Leo male, Capricorn female. Advice ?



  • I’m the Leo (male), she’s a Capricorn. We met about 3 months ago at a mall where she works. She went out of her way to talk to me and I asked her out on the spot. We went out 4 times before I initiated a kiss. She pulled away right after and said she wasn’t ready to be in a relationship. I took it pretty hard and walked away that day thinking we were through.

    Anyways, the next day she continued to call and text me. Since then we’ve hung out maybe 5 more times, and every time it ends with a hug and that’s about it. Though I’m a pretty physical person, I’m fine with taking things slow, because I have genuine feelings for her.

    I know there is attraction on her part. She quietly stares at me a lot when we’re together, like she’s analyzing me. She also jokes a lot about how are futures would be if we were together (and living together).

    There will be periods where she won’t call me for 3 to 4 days in a row. Sometimes I’ll call her, and she just won’t call back. I’ve never been in a situation like this. She is totally in her own world, doing her own thing.

    Any Caps or people who know Caps have advice for me? Should I continue to pursue or should I leave her alone until she is ready to talk to me? Honestly I hate going so out of my way to try to keep communication with someone, it just doesn’t seem right. If she likes me, I’d imagine she’d put a little more effort to see me or talk to me. To me, 4 days of no communication is wrong. But maybe I’m rushing things. I don’t know : /



  • Unfortunately - probably because of bad past relationships - this girl feels a need to test her potential love partners. It may take a long time before she feels physically and emotionally safe with you. It all depends on how willing you are to undergo her possibly rigorous, odd, and lengthy testing processes and how long you are prepared to wait for her to accept you?



  • She's probably cautious in relationships thats why she pulls back.There's definitely an attraction between these two sign!



  • Does anyone else have an input in this combination!!!



  • Well, maybe a little, but my oldest daughter is a leo and her BF is a cappy. Would you like to hear what I have seen and learned.



  • Taurus7!!! Sure! It would be helpful to know.
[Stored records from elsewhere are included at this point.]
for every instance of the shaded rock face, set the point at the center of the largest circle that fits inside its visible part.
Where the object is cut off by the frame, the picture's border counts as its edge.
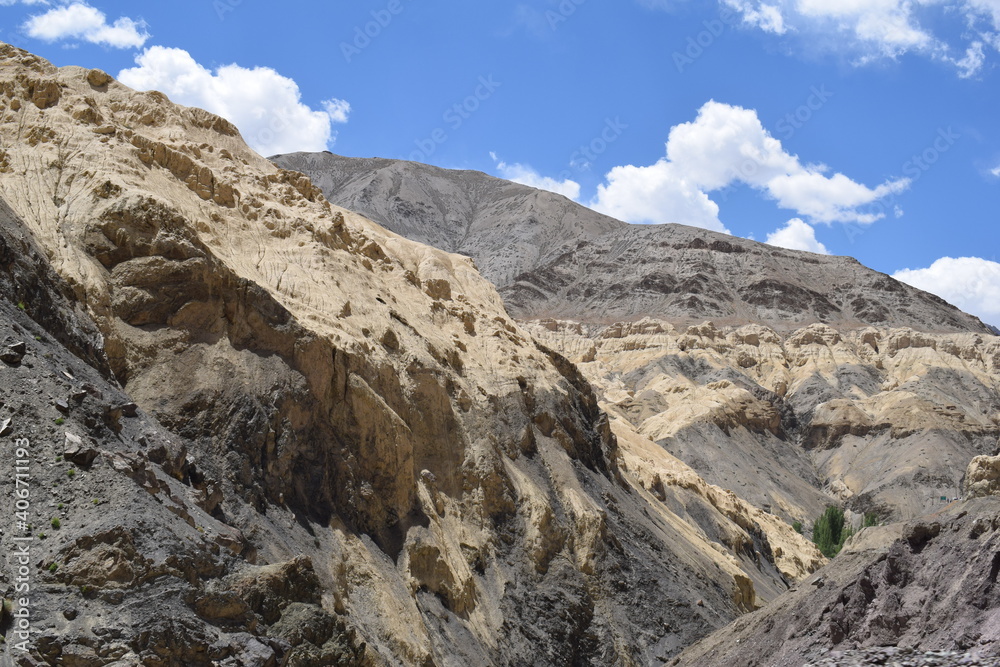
(301, 439)
(927, 585)
(552, 258)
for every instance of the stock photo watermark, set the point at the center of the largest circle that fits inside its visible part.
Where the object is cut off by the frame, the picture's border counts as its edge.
(19, 554)
(454, 117)
(366, 34)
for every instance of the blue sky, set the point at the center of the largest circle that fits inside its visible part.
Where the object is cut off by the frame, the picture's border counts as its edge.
(854, 127)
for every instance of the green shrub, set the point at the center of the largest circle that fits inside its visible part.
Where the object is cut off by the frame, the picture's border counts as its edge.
(830, 531)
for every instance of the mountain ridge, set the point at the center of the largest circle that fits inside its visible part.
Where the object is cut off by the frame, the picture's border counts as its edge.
(553, 258)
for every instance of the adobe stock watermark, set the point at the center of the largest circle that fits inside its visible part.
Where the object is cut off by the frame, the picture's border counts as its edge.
(563, 12)
(365, 35)
(697, 44)
(19, 555)
(454, 117)
(914, 169)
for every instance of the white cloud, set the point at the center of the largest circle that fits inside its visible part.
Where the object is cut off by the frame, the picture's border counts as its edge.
(760, 15)
(525, 175)
(266, 106)
(657, 194)
(869, 30)
(78, 20)
(797, 235)
(725, 145)
(971, 283)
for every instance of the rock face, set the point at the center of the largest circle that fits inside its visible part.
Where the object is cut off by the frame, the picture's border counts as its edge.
(552, 258)
(983, 477)
(298, 438)
(926, 585)
(880, 420)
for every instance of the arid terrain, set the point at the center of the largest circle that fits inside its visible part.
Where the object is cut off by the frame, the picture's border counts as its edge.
(384, 414)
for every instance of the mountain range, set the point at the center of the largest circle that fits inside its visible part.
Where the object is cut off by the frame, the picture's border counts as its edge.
(325, 411)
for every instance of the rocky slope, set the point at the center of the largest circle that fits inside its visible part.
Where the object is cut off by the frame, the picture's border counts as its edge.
(552, 258)
(311, 441)
(926, 585)
(881, 420)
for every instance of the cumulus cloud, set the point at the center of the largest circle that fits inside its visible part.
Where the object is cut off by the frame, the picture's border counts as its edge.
(723, 146)
(797, 235)
(971, 283)
(656, 194)
(266, 106)
(871, 30)
(525, 175)
(80, 21)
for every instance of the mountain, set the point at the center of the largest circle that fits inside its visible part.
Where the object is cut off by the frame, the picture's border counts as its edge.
(790, 415)
(263, 430)
(927, 585)
(552, 258)
(816, 382)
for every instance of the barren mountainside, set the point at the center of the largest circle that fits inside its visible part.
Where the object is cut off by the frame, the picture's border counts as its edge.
(264, 430)
(552, 258)
(273, 432)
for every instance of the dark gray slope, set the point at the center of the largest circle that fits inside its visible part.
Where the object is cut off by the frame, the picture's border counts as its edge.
(551, 257)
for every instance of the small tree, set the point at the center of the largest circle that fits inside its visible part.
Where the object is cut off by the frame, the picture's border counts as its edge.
(829, 531)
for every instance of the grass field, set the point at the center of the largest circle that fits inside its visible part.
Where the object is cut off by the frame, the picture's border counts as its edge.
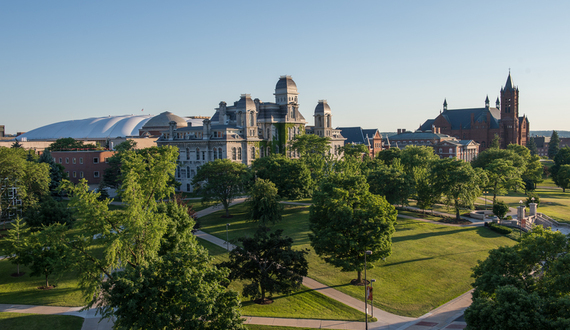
(430, 265)
(24, 289)
(20, 321)
(303, 303)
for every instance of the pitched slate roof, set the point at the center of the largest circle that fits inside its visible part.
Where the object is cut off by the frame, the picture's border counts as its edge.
(461, 118)
(357, 135)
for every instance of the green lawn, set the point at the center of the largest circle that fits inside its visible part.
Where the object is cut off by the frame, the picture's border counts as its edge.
(430, 265)
(303, 303)
(23, 290)
(269, 327)
(20, 321)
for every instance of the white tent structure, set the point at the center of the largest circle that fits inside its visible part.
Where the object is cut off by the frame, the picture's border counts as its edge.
(101, 128)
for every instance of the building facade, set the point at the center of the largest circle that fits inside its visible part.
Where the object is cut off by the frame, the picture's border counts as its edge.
(371, 138)
(247, 130)
(83, 164)
(482, 124)
(443, 145)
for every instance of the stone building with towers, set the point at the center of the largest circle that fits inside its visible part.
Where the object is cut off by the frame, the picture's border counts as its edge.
(246, 130)
(482, 124)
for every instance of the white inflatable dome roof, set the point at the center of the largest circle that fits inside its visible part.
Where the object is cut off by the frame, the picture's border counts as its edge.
(90, 128)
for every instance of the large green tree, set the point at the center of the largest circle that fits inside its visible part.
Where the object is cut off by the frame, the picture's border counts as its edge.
(269, 262)
(531, 145)
(291, 176)
(392, 182)
(563, 177)
(315, 152)
(562, 158)
(346, 220)
(458, 182)
(221, 180)
(263, 203)
(166, 279)
(525, 286)
(179, 290)
(553, 145)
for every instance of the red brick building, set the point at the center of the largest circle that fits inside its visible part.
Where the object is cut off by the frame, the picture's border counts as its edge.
(83, 164)
(369, 137)
(482, 124)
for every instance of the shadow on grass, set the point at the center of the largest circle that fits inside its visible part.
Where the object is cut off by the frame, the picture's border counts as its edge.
(428, 235)
(430, 258)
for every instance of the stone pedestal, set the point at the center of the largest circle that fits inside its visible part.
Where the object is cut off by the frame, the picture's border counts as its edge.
(532, 207)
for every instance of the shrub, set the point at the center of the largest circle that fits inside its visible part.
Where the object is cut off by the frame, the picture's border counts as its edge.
(499, 229)
(500, 209)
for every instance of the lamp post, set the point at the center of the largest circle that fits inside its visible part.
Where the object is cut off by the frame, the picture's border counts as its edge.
(227, 237)
(520, 220)
(372, 293)
(366, 288)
  • Ok - I will start out with my daughter, only bc I know her best. She is amazing. Diligent, sweet, beautiful, innocent, yet smart and wise. She does not play games, she sees through people. She sees the positives. She knows what is right, and wrong. She has an innate ability to always choose right. She stands up for what she believes in. Yet, she is calm She will ot push someone or herself.

    That is what I find odd. She has an uncanny acceptance ability about her. In the case of her boyfriend, she did not ever appear needy or desperate. She waited. She knew she was the best thing to ever come his way, yet not in a proud or haughty sense. She is just not wired that way. Her words were, if who I am does not make him want to be with me, then, oh well. She would say that as she cried, bc she loves him so much.
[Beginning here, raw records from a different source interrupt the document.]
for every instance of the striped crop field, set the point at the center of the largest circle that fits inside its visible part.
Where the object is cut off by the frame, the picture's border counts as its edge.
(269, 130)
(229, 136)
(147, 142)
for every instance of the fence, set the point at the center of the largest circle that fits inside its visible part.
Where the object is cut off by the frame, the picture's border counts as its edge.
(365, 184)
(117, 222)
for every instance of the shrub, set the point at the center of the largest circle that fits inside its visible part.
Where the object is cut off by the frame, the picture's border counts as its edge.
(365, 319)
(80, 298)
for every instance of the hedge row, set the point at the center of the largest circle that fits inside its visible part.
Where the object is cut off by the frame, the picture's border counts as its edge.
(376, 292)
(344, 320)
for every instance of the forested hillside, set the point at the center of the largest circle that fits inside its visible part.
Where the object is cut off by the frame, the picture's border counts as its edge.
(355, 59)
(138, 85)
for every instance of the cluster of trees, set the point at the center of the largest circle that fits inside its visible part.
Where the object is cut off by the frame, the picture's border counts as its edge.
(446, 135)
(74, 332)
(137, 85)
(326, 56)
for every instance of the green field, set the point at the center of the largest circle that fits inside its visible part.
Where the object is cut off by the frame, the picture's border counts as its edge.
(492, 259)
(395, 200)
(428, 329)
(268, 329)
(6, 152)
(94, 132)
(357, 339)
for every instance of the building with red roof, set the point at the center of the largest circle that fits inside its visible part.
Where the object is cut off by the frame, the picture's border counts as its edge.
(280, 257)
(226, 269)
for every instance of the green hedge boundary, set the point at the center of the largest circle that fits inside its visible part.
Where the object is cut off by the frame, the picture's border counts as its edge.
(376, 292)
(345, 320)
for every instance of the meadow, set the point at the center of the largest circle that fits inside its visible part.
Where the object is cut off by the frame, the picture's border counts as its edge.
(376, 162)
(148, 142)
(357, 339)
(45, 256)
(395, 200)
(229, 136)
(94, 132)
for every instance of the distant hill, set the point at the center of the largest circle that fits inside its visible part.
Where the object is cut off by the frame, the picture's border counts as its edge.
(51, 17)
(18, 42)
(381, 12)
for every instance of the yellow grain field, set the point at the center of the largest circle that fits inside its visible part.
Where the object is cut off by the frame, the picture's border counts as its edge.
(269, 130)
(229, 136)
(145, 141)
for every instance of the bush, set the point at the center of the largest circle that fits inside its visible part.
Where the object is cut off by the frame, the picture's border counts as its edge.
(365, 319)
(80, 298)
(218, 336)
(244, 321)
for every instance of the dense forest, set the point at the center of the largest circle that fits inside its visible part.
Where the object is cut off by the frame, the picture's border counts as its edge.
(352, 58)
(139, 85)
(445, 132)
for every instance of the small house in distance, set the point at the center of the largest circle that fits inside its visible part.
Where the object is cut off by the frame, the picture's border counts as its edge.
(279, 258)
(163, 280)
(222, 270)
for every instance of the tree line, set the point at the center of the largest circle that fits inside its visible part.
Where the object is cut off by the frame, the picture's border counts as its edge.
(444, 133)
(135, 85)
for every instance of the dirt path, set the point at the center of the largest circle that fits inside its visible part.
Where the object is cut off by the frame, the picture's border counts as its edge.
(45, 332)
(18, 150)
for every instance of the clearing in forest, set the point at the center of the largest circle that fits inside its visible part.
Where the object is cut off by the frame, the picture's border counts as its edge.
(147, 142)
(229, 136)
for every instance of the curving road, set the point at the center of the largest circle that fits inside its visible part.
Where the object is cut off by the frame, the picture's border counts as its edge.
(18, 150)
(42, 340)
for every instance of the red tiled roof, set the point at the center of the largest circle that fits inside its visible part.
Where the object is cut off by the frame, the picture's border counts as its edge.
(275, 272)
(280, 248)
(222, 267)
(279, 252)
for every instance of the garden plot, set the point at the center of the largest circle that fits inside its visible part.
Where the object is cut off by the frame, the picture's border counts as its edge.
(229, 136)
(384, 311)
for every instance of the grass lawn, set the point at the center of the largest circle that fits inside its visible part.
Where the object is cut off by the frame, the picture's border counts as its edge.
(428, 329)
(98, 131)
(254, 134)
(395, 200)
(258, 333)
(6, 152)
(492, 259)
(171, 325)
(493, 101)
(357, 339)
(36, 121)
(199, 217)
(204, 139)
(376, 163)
    She knows he comes from a difficult back ground. She empathizes, yet knows that we cannot allow ourselves to be stuck. She waited and it payed off. He is mesmerized by her, which, as her mother I get, yet she does not want that. Does that make sense?

    Even though she had a hard childhood, I did my best to keep it real and unemotional. Just factual. Her father put us through hell almost everyday. She protected her younger brother and sister, bc they mattered more to her than herself. She got my strongness. I am a Taurus, she is a leo, I think you can get that.

    Protection is on the top of our lists. But, what she wants to show her guy is love. Real, powerful, yet sometimes not pretty love. And real life too. She is in the Army Nat'l guard. She works full time, goes to college and knows that life takes hard work and dreams. Yet that you have to work to reach your dreams bc they will just not manifest themselves. Her guy, knows that deep down, but, he was let down by his family. Not raised by his parents, but his grandparents.

    If you want to hear more, let me know.